With MinHash and WTA-Hash it is possible to search the approximate k-nearest neighbors within a sparse data structure. It works best for very high dimensional and very sparse datasets, e.g. one million dimensions and 400 non-zero feature ids on average.
To use it:
from sparse_neighbors_search import MinHash
minHash = MinHash()
minHash.fit(X)
minHash.kneighbors(return_distance=False)
Joachim Wolff, Rolf Backofen, Björn Grüning. Robust and efficient single-cell Hi-C clustering with approximate k-nearest neighbor graphs, Bioinformatics, btab394, https://doi.org/10.1093/bioinformatics/btab394
With the update to version 0.3 'Charlie Brown' which needs support for SSE4.1 by your operating system and cpu macOS is no longer supported. Feel free to use it and or to get it run on this platform but I cannot test it there and probably it will not run.
Version 0.4 'Lucy van Pelt' drops Python 2 support and introduces the support of Python 3. Additional, CUDA compile level is set to sm_60, requiring CUDA 8 and a 'Pascal' GPU architecture, GTX 10X0 family. However, nothing in the source code is changed feel free to set it to an older version.
Version 0.6 'Linus van Pelt' removes official support for CUDA. There is a compiling issue and I am unable to resolve it. Maybe it will comeback in the future.

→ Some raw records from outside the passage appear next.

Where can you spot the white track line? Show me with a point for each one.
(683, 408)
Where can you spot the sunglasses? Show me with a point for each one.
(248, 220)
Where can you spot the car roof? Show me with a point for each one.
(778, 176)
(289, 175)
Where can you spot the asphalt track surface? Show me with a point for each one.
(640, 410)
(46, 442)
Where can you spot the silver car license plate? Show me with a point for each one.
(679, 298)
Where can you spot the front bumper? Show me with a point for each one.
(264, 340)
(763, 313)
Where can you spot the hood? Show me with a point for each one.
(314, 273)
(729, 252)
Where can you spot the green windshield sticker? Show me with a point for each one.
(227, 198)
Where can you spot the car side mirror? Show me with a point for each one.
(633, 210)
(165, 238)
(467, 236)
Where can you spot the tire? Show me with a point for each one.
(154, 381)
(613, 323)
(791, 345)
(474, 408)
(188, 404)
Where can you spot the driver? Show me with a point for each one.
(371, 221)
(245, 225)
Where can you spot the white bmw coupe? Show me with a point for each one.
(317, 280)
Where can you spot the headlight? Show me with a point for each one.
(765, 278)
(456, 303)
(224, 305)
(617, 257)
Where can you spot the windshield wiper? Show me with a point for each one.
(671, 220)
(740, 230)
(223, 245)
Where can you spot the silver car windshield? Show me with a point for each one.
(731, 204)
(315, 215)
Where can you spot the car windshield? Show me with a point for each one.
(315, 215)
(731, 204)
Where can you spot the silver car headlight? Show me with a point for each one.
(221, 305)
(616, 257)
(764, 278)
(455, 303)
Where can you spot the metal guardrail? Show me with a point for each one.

- Efficient approximate k-nearest neighbors search
- works only on sparse datasets
The package is available via the bioconda channel:
conda install sparse-neighbors-search -c bioconda
Install sparse_neighbors_search by running:
python setup.py install
In a user only context:
python setup.py install --user
On MAC OS X the default compiler doesn't support openmp, it is deactivated by default. If you want to compile with openmp support, add the flag "--openmp":
python setup.py install --user --openmp
On a Linux system openmp is default. If you don't want to use it set:
python setup.py install --user --noopenmp
Version 0.6 drops the support of CUDA. However, if you want to try to compile it on your own risk:
python setup.py install --cuda
Instead of cloning the repository via git clone and than running the installation, you can do it in one step with pip:
pip install git+https://github.com/joachimwolff/minHashNearestNeighbors.git
The installation requires g++ and the C++11 libs, numpy, scikit-learn, cython, scipy, openmp and SSE 4.1 support.
The software was tested on Ubuntu 20.04 with g++ 7.5, numpy 1.19, scikit-learn 0.23, Cython 0.29 and scipy 1.5.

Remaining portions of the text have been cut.